Challenge The Food Police
Posted by Paige
Yesterday, a friend asked me how my efforts at Intuitive Eating were going. Honestly, I feel good about my new found awareness of my hunger signals. However, my weight is still fluctuating which sends out mental red flags telling me that I need to get back on a diet – any diet. I have dubbed that annoying inner voice my Fat Critic but you could also call it the Food Police.
As a matter of fact, the the fourth principle of intuitive eating is Challenge The Food Police. If you haven’t read my previous posts about intuitive eating – READ THEM NOW! Just kidding.

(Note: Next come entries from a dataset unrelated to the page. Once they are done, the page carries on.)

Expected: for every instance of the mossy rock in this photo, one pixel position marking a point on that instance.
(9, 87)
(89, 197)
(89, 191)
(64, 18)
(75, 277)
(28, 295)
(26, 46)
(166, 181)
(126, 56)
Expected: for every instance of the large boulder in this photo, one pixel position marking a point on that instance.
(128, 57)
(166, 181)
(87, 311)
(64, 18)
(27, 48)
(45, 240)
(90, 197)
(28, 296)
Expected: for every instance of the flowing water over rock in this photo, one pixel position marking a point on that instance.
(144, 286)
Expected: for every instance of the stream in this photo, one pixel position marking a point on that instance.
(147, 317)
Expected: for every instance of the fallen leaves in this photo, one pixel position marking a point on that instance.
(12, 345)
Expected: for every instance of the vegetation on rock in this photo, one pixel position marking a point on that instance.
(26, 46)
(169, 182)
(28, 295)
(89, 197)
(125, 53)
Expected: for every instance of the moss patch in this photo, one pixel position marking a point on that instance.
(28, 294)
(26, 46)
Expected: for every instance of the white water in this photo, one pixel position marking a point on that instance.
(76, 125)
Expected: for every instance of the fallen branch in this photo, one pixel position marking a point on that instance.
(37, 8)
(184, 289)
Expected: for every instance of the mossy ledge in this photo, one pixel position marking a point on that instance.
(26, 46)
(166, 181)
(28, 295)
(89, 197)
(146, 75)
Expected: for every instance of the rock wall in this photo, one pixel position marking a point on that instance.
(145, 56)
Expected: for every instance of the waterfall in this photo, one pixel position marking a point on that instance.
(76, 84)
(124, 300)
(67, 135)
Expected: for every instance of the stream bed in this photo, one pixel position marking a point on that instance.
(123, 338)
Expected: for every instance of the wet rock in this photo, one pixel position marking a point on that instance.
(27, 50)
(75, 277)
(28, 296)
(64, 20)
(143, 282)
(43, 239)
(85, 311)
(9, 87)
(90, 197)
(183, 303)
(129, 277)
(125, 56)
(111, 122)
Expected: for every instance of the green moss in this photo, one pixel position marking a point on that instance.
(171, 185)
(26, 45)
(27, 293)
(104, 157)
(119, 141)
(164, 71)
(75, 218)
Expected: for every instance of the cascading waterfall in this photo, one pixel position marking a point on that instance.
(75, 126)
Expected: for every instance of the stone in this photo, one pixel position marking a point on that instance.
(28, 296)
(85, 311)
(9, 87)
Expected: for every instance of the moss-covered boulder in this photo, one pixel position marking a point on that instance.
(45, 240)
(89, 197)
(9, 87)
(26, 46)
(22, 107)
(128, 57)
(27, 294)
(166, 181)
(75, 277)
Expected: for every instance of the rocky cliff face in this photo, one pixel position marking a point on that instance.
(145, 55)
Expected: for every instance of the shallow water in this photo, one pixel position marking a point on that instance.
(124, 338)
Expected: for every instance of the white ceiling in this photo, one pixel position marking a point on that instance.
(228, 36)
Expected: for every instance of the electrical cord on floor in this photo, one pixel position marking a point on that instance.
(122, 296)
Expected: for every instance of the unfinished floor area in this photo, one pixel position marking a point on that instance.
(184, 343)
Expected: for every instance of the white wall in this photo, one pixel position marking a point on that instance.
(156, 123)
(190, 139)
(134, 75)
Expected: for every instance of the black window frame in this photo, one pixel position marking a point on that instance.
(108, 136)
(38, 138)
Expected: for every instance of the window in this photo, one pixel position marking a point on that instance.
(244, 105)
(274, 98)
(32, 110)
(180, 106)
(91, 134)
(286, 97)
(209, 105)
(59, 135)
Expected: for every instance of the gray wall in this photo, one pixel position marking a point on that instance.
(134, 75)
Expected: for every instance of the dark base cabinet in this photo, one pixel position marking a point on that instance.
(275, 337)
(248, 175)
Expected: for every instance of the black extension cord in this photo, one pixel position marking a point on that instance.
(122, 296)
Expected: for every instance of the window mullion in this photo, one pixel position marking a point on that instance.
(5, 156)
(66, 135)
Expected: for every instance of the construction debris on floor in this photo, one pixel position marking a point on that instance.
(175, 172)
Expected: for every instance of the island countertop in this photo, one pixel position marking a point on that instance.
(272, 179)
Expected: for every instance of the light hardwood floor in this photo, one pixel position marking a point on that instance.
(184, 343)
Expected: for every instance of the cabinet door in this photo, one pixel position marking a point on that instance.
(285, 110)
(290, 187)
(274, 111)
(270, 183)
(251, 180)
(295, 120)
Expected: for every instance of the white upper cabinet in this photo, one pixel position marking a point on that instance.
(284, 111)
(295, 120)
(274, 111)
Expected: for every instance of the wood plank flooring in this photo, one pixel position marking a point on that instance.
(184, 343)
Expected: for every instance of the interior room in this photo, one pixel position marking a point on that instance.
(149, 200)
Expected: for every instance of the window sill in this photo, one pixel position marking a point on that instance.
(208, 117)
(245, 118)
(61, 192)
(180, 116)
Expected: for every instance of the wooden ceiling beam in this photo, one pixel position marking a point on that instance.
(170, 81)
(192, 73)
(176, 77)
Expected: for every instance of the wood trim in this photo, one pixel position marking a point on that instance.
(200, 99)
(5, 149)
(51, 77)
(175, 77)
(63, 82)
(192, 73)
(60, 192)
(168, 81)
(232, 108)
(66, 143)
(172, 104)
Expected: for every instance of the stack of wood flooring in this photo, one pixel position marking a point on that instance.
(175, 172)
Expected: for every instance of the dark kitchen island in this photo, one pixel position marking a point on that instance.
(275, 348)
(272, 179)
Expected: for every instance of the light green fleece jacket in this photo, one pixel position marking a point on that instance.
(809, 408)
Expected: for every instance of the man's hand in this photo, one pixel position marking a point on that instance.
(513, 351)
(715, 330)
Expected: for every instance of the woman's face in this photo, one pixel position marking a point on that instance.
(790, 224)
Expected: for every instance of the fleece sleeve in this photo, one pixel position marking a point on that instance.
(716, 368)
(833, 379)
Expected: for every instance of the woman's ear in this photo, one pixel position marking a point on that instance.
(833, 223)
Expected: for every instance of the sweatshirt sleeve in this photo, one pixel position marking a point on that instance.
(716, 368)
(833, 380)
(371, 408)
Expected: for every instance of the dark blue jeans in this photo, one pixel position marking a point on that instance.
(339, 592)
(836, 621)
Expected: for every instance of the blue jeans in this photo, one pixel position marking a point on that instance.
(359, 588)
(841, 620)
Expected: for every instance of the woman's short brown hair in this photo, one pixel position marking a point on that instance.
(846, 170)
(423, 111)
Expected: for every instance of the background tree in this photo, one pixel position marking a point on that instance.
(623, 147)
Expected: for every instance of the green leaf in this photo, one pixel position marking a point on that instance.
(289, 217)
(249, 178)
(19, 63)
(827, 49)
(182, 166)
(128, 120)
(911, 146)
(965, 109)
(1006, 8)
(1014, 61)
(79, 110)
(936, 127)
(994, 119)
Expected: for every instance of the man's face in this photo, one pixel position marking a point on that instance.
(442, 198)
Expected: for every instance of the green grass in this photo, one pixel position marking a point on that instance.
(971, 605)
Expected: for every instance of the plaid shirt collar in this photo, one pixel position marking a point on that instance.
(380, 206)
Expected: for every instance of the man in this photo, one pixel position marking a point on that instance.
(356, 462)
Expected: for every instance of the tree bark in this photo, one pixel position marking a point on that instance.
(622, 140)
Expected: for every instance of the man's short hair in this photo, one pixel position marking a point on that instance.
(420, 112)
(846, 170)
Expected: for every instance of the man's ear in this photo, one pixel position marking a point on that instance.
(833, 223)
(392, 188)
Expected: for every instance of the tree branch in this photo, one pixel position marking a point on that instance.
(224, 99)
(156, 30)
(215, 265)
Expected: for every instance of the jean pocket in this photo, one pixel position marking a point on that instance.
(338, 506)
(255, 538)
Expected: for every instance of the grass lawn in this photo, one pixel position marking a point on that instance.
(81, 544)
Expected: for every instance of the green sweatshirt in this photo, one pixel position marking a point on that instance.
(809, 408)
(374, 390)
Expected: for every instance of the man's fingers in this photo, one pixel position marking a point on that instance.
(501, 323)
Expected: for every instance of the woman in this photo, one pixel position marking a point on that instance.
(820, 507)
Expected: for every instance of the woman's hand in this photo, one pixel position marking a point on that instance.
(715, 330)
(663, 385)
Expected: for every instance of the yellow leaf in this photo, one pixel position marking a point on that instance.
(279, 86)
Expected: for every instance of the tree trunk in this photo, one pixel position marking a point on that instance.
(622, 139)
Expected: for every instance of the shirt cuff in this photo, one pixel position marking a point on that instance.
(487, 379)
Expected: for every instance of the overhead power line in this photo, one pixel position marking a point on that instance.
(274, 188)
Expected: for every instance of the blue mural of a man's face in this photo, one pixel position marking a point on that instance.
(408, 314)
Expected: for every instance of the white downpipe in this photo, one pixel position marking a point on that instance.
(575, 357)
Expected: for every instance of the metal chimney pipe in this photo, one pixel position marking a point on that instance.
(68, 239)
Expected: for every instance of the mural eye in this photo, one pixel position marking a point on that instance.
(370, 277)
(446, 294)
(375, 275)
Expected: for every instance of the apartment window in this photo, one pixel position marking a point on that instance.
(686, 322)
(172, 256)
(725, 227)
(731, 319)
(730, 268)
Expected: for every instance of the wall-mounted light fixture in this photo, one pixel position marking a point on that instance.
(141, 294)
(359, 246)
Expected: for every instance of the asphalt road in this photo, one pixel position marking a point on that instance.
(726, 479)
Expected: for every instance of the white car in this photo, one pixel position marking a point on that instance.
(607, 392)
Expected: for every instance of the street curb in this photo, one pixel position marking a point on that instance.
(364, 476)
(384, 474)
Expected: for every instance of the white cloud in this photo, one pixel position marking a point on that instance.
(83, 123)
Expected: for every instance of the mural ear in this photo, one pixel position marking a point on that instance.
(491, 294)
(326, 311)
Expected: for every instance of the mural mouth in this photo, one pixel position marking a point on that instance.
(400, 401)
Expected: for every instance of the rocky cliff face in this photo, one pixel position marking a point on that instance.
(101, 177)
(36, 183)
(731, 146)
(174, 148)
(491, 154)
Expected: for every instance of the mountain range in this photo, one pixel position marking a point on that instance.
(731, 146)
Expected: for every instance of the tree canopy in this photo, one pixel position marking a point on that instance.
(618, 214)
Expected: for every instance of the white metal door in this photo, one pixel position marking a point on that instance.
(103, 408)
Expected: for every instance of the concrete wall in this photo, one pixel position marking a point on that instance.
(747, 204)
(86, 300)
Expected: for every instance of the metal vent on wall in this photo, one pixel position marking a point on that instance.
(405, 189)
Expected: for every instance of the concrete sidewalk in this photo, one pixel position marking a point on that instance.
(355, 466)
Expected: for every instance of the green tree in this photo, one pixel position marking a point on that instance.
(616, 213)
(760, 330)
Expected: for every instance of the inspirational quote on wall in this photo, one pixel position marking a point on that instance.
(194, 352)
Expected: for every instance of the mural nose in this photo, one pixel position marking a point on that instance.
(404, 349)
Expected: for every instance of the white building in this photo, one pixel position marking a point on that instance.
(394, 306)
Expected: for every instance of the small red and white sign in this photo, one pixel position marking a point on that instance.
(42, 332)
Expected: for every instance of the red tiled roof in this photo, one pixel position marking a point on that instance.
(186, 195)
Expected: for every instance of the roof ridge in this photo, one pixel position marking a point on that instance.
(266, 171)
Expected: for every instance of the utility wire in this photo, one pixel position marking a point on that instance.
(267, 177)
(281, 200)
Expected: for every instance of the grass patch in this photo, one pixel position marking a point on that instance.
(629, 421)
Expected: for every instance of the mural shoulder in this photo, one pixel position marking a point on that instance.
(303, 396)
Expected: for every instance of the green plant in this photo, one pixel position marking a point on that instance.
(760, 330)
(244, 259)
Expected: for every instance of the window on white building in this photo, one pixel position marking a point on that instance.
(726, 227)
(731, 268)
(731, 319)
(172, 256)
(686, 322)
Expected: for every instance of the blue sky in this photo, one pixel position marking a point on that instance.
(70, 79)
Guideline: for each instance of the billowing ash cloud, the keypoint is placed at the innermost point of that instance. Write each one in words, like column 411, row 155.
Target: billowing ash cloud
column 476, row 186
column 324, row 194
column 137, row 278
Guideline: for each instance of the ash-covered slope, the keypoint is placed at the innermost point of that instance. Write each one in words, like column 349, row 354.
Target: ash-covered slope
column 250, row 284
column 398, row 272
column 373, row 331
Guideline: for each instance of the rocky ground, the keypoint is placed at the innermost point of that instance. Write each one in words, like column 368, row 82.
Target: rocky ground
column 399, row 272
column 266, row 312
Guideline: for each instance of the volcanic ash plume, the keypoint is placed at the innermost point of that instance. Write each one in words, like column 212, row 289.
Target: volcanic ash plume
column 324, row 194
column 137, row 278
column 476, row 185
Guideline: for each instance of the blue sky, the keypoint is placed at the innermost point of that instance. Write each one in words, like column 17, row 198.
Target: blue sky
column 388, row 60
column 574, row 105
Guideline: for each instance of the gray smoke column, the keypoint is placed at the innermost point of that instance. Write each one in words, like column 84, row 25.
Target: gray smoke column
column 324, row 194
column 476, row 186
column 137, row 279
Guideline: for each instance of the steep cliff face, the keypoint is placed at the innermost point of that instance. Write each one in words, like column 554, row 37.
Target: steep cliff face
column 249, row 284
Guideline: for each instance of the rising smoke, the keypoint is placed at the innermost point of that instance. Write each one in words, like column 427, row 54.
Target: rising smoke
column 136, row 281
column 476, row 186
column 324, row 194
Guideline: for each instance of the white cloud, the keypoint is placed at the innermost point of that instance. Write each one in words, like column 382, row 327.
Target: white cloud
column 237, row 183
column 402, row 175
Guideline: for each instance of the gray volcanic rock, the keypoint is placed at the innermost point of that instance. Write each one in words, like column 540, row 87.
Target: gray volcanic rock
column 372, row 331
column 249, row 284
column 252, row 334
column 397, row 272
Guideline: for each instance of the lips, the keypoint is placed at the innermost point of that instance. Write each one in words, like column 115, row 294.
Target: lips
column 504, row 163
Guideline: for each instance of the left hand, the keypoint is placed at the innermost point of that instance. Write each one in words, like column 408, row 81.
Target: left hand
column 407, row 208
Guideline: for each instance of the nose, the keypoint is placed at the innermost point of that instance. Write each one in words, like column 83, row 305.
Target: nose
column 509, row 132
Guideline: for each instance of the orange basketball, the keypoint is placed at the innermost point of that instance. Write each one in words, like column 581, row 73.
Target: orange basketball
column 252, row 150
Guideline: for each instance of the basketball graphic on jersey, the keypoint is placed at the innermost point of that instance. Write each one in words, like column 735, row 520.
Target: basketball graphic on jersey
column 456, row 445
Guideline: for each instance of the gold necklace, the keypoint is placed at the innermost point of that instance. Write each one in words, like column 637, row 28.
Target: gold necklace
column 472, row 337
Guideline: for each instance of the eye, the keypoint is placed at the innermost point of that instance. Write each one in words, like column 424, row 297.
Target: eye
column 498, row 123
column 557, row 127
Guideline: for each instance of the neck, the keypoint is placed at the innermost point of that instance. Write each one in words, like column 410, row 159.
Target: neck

I have been reviewing the 10 Principles of Intuitive Eating – as outlined in the book, “Intuitive Eating” by Evelyn Tribole, M.S, R.D. and Elyse Resch, M.S., R.D.
Challenge The Food Police
Scream a loud “NO” to thoughts in your head that declare you’re “good” for eating minimal calories or “bad” because you ate a piece of chocolate cake. The Food Police monitor the unreasonable rules that dieting has created. The police station is housed deep in your psyche and its loud speaker shouts negative barbs, hopeless phrases and guilt-provoking indictments. Chasing the Food Police away is a critical step in returning to Intuitive Eating.
How do you chase the food police away? To find some answers or at least some suggestions, I decided to join the Intuitive Eating Online Community. Their tagline is “Empowering You To Create A Healthy Relationshiop With Food, Mind and Body.” My kind of people! The community is based on the book “Intuitive Eating” by Evelyn Tribole, M.S, R.D. and Elyse Resch, M.S., R.D. The Intuitive Eating Online Community was created as a safe and nurturing place — free from “diet talk“, “fat talk“, and body bashing. It was also free to join so I did.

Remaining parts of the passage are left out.